Si tratta di un fabbricato autonomo ad uso locale da ballo, sviluppato su due livelli fuori terra per una superficie complessiva superiore ai mille metri quadrati, con area cortilizia pertinenziale. La perizia descrive uno stato di forte degrado, con infiltrazioni, impianti danneggiati e ambienti in parte inagibili, elementi che hanno inciso in modo significativo sulla difficoltà di collocazione dell’immobile sul mercato.
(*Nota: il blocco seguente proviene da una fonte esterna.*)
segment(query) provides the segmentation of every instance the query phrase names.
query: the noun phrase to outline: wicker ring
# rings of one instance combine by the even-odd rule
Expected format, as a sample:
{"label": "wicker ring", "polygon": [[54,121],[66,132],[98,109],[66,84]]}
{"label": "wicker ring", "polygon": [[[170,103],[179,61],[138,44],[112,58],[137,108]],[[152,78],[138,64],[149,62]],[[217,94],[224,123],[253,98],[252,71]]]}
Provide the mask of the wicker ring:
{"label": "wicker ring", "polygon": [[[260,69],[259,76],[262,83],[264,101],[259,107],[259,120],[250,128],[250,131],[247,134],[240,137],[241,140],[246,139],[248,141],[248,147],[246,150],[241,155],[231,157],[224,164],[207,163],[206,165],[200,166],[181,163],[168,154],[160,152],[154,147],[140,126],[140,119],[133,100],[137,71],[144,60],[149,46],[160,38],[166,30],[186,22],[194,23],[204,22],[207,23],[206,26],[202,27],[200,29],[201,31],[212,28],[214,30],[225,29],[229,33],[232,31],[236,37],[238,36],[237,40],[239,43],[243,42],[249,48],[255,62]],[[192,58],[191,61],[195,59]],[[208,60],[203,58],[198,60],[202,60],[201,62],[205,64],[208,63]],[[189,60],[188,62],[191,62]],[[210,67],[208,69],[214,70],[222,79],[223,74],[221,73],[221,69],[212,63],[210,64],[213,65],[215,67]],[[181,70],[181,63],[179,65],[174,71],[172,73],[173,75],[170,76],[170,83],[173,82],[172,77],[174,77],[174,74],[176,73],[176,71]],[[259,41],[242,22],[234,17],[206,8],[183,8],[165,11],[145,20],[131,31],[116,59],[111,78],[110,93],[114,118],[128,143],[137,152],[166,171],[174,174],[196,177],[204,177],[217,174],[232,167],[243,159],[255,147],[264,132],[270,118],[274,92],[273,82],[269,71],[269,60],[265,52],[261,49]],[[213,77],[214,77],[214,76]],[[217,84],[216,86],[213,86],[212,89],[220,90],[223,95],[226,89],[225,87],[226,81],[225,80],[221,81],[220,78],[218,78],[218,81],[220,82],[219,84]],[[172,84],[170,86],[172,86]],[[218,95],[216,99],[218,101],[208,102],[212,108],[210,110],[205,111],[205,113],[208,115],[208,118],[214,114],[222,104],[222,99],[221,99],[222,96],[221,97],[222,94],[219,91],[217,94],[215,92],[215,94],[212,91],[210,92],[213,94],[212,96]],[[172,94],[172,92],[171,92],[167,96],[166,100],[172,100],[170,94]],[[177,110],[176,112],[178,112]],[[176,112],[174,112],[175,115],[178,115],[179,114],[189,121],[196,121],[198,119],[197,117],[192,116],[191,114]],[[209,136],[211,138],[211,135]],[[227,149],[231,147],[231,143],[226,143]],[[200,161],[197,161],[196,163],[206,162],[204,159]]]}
Lo storico delle aste fotografa un progressivo ridimensionamento delle aspettative economiche. Tra gli ultimi esperimenti, nel luglio 2025 la base era fissata a 459mila euro, scesa a 367.200 euro nell’asta successiva dell’ottobre 2025, fino al prezzo base di gennaio 2026, che ha chiuso una fase durata anni.

La sua storia

L’immobile è noto per aver ospitato in passato La Perla, storico night club della riviera, la cui attività si interruppe nel 2013 nell’ambito dell’indagine “Mirror”, che portò alla confisca del bene. Dopo il passaggio nella disponibilità pubblica, nel 2016 lo stabile venne riutilizzato come Yellow Factory, spazio destinato ad attività culturali e associative rivolte ai giovani. Un’esperienza che non ebbe continuità e che si concluse nel giro di pochi anni, seguita da un lungo periodo di abbandono.

Negli anni successivi l’edificio è stato interessato da episodi di vandalismo, da un incendio nel 2019 e da interventi di messa in sicurezza. Nel 2022 il Comune affidò a Geat un progetto di ripristino minimo, per un importo di oltre 75mila euro, finalizzato a rendere nuovamente agibili alcuni spazi. Anche quel tentativo, tuttavia, non portò a una riattivazione stabile della struttura, che rientrò nel circuito delle vendite giudiziarie.

Con l’aggiudicazione dell’asta si apre ora una fase diversa: il nodo è capire se il cambio di proprietà si tradurrà in un progetto coerente con la strategia di rigenerazione urbana del Comune.